Siemens, Alcatel Seeking Sycamore?
The likely contenders? Siemens AG (NYSE: SI; Frankfurt: SIE) and Alcatel SA (NYSE: ALA; Paris: CGEP:PA).
Sycamore has been rumored to be talking to Siemens for some time, although nothing concrete has come of those talks. But one reliable source says the dealmakers have recently been working overtime, and that the ink could be dry on the term sheet as early as this week. He said a deal could be announced in conjunction with the Supercomm 2002 trade show in Atlanta.

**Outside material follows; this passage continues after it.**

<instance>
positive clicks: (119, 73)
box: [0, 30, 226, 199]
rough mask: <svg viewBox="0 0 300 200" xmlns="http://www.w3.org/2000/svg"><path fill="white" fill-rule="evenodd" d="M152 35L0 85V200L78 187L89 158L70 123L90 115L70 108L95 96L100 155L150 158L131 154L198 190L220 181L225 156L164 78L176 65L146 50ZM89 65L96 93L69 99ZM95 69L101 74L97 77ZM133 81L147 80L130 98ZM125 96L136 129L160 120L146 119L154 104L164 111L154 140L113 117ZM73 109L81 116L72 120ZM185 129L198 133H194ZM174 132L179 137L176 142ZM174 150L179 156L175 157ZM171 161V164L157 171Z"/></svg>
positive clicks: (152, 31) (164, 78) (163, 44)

As potential suitors, either Siemens or Alcatel would make sense, since each of those companies could use a large optical switching product or, more importantly, the accompanying provisioning software for which Sycamore is known. Sycamore’s ON16000, a 512-port OC48 switch with STS1 grooming capabilities, recently started shipping and may indeed be the product that Siemens or Alcatel could use to attack Ciena Corp. (Nasdaq: CIEN), the company that’s had the most recent success in the STS1 grooming optical switch market.
Siemens recently let it slip to Light Reading that it was negotiating a deal to resell another vendor's grooming switch (see Why Siemens Sold Unisphere).
For Sycamore, having a deep-pocketed partner that has good relationships with large carriers would be helpful. In many cases, optical switching startups have had difficulty selling their early products to large incumbent carriers and are now seeking partnerships with larger resellers that can help deliver their gear into the hands of the largest customers.
One big question about such a deal is the price. In the current environment, it’s unlikely that a large equipment provider would pay a big premium over Sycamore’s current stock price -- which currently puts it in the range of $1 billion. Sycamore’s sales slump has shown little signs of improving, and the company has recently focused on reducing its head count and preserving its cash (see What's to Save Sycamore?).
Despite all of the logic that might drive such a deal, though, there are also some reasons why Sycamore officials might have reason to drive a hard bargain. Sycamore has roughly $1 billion in cash and investments. And the company has recently reduced its burn rate to less than $30 million per quarter, showing it has the resources to improve its products and potentially outlive the telecom slump. Sycamore chairman and founder Desh Deshpande and CEO Dan Smith have been reluctant to sell, even in these bad times.
Such factors left some Wall Street sources skeptical of the talk.
“I wrote it off for two reasons -- I hadn’t heard anything, and the stock is rolling back down,” says one fund manager who asked not to be named. “It never mounted a head of steam. One thing they have is cash, so it doesn’t make any sense, in that they can at least roll out product and wait until the industry picks up. I can’t imagine they would sell without a premium.”
The markets, so far, seem to agree. Sycamore stock was trading down $0.14 (3.90%) at $3.45 at midday on Monday.
Alcatel and Sycamore declined to comment on this story. And Siemens was unavailable for comment at press time.